Department of Orthopaedic Surgery, Tauranga Hospital, Bay of Plenty, New Zealand.
Department of Orthopaedic Surgery, Tauranga Hospital, Bay of Plenty, New Zealand.
J Shoulder Elbow Surg. 2022 Jun;31(6):1316-1322. doi: 10.1016/j.jse.2021.11.015. Epub 2021 Dec 30.
BACKGROUND: On the basis of the current literature, the optimal surgical technique for distal biceps tendon tears remains controversial. Cadaveric studies have investigated distal biceps anatomy but are limited by cohort size and tissue factors. We sought to investigate distal biceps anatomy in vivo by retrospectively reviewing magnetic resonance imaging (MRI) scans. An improved understanding of the anatomy of the distal biceps tendon will lead to better definition of the optimal anatomic surgical repair. METHODS: Two independent observers retrospectively reviewed 3-T MRI scans of elbows. Basic demographic data were collected, and measurements of tendon length, footprint width, footprint length, and footprint angle were taken using simultaneous tracker lines and a standardized technique. From the biceps muscle belly distally, the presence of a single tendon or double tendons was recorded and the tendon interdigitation point was measured if relevant. RESULTS: A total of 106 3-T MRI scans of 106 elbows of 103 patients were included. There were 71 male and 32 female patients, and the mean age was 44.7 years. Most distal biceps tendons exited the biceps muscle belly as separate entities (91%, 96 of 106 elbows) and then coalesced prior to insertion on the radial tuberosity (91%, 87 of 96 elbows). There was a positive correlation between tendon length and footprint length (P < .05), as well as between tendon length and footprint width (P < .05). The mean tendon length was 65.2 mm (95% confidence interval [CI], 63.3-66.8 mm; range, 44.3-86.8 mm), the mean distance from the musculotendinous junction to the interdigitation point was 38.3 mm (95% CI, 35.8-40.9 mm; range, 8.9-64.8 mm), the mean footprint width was 10.3 mm (95% CI, 9.9-10.7 mm; range, 5.9-16.3 mm), the mean footprint length was 16.2 mm (95% CI, 15.6-16.9; range, 7.3-25.4 mm), and the mean footprint angle was 32.1° (95% CI, 29.5°-34.6°; range, 8.5°-84.3°). CONCLUSION: An in vivo, high-resolution study of the anatomy of the distal biceps tendon improves our understanding of its complex morphology and hence our ability to perform an anatomic "footprint repair."
背景:根据目前的文献,远端肱二头肌肌腱撕裂的最佳手术技术仍存在争议。
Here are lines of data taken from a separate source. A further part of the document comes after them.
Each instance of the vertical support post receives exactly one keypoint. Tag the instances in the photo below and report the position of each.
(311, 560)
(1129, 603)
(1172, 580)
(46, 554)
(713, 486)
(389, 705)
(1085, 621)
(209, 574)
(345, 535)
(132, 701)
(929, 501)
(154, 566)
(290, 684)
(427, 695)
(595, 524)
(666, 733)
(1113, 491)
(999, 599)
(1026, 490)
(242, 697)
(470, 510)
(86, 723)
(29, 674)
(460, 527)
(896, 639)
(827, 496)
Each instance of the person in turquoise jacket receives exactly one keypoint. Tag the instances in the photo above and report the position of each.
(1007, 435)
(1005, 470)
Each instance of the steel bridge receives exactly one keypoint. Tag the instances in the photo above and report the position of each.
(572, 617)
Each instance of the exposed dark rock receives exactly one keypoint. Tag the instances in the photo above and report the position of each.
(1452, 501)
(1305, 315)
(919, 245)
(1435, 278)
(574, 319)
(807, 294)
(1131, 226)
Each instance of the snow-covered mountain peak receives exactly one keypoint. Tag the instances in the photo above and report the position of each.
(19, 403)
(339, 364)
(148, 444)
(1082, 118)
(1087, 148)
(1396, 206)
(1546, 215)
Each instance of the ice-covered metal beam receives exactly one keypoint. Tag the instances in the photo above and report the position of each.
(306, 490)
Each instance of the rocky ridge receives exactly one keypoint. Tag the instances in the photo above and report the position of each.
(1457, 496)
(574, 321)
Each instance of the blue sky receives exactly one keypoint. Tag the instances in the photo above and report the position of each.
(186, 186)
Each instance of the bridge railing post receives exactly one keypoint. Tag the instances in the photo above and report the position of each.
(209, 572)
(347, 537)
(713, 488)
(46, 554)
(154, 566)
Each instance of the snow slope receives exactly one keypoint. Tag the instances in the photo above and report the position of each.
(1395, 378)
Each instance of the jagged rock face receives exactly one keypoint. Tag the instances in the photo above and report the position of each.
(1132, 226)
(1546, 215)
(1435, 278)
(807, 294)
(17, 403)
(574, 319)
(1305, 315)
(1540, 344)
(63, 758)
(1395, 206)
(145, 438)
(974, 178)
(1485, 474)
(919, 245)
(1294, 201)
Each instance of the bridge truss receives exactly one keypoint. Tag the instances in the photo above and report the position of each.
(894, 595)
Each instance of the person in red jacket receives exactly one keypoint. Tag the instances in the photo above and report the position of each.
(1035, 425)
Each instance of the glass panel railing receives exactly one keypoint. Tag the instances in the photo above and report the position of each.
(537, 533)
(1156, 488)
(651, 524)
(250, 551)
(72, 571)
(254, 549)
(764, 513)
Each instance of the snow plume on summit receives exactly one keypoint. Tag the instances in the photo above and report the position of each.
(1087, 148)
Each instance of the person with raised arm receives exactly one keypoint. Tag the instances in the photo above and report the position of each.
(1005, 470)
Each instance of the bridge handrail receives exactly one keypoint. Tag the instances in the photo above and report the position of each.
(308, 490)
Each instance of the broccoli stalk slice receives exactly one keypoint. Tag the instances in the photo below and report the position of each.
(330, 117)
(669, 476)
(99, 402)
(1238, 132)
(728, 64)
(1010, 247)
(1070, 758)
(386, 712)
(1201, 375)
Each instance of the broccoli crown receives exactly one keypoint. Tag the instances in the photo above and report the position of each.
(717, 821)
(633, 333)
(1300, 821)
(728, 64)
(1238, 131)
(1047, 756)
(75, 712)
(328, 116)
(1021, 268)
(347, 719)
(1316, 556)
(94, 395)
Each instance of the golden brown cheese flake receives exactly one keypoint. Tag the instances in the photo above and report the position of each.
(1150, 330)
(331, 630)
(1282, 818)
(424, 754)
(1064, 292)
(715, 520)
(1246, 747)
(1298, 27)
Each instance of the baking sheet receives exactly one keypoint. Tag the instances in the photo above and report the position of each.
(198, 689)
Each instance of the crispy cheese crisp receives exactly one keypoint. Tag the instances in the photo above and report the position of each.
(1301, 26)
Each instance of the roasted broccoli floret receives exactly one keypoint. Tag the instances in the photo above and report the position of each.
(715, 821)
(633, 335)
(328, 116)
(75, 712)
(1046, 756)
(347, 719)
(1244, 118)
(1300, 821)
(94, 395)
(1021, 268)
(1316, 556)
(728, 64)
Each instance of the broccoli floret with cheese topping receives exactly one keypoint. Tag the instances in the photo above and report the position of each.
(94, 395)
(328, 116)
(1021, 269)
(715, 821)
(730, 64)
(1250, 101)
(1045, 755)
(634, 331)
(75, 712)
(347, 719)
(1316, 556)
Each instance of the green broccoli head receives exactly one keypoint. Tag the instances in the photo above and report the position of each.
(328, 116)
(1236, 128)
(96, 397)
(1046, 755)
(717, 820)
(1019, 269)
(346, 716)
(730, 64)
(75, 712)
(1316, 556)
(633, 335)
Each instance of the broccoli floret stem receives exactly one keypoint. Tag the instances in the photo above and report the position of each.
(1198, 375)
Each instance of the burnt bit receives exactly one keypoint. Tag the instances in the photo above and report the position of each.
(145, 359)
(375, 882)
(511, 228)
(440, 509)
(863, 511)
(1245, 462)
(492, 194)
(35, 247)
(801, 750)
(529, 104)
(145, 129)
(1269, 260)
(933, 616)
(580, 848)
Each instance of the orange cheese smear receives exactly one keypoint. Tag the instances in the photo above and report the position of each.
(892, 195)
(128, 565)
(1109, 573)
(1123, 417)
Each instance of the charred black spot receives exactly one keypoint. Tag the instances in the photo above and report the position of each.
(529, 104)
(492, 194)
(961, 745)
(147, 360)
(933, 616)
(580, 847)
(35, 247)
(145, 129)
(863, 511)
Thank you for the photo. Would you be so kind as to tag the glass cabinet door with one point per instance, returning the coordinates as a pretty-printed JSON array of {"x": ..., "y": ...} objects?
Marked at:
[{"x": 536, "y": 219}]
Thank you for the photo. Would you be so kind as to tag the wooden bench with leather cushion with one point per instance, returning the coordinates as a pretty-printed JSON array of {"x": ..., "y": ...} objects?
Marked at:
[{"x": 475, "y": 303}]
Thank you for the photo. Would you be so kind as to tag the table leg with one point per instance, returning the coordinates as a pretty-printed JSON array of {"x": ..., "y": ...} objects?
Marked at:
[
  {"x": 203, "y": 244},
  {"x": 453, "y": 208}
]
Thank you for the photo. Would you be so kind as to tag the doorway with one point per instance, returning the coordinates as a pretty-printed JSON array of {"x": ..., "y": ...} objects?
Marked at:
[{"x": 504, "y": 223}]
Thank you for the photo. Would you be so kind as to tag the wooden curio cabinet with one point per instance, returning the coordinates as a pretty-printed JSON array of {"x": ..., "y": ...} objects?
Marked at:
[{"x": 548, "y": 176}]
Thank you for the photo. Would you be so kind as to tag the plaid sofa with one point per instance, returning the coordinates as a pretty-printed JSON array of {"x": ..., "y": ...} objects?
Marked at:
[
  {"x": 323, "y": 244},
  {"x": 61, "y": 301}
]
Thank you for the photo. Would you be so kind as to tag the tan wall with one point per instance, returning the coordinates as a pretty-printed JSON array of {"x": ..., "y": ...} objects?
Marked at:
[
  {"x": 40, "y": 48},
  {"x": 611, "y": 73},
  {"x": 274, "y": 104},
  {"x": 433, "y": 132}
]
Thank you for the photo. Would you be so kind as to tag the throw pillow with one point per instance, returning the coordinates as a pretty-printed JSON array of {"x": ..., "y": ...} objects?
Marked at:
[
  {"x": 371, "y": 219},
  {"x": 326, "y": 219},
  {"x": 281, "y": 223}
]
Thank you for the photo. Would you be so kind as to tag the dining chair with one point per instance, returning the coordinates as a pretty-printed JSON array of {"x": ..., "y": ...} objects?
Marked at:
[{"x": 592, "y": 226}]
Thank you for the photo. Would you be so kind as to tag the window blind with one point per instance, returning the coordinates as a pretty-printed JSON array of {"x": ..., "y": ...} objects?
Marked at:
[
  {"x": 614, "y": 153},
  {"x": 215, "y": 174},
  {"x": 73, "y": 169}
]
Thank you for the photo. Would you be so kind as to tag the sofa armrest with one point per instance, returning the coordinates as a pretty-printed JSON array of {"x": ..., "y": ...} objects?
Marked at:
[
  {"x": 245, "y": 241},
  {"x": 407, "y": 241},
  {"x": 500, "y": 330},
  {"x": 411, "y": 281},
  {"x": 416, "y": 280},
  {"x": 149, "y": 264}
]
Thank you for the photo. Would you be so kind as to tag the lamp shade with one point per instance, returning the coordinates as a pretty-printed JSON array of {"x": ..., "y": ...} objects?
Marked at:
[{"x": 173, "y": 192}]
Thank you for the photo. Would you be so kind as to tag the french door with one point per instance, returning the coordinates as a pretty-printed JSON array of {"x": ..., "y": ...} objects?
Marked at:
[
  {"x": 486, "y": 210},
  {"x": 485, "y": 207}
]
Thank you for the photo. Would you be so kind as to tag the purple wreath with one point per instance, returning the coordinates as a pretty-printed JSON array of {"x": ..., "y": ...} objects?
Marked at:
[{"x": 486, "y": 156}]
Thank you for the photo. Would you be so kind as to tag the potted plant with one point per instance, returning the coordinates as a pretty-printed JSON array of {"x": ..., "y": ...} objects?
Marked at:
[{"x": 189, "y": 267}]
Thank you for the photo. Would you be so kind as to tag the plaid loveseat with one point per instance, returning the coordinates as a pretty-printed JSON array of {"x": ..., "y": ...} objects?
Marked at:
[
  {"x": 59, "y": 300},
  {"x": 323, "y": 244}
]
尸体研究已经调查了远端肱二头肌的解剖结构,但受到队列规模和组织因素的限制。我们试图通过回顾性地审查磁共振成像(MRI)扫描来研究活体中的远端肱二头肌解剖结构。对远端肱二头肌肌腱解剖结构的更好理解将导致更好地定义最佳的解剖修复。
方法:两名独立观察者回顾性地审查了肘部的 3-T MRI 扫描。收集了基本的人口统计学数据,并使用同步跟踪器线和标准化技术测量了肌腱长度、足印宽度、足印长度和足印角度。从肱二头肌肌腹向远端,记录是否存在单个肌腱或双肌腱,如果相关,则测量肌腱交错点。
结果:共纳入 106 例 103 例患者的 106 个肘部的 3-T MRI 扫描。其中 71 例为男性,32 例为女性,平均年龄为 44.7 岁。大多数远端肱二头肌肌腱以独立的实体从肱二头肌肌腹穿出(91%,96/106 肘部),然后在桡骨粗隆上汇合(91%,87/96 肘部)。肌腱长度与足印长度之间存在正相关(P<.05),肌腱长度与足印宽度之间也存在正相关(P<.05)。平均肌腱长度为 65.2mm(95%置信区间[CI],63.3-66.8mm;范围,44.3-86.8mm),从肌肌腱结合部到交错点的平均距离为 38.3mm(95%CI,35.8-40.9mm;范围,8.9-64.8mm),平均足印宽度为 10.3mm(95%CI,9.9-10.7mm;范围,5.9-16.3mm),平均足印长度为 16.2mm(95%CI,15.6-16.9mm;范围,7.3-25.4mm),平均足印角度为 32.1°(95%CI,29.5°-34.6°;范围,8.5°-84.3°)。
结论:对远端肱二头肌肌腱解剖结构的活体、高分辨率研究提高了我们对其复杂形态的理解,从而提高了我们进行解剖“足印修复”的能力。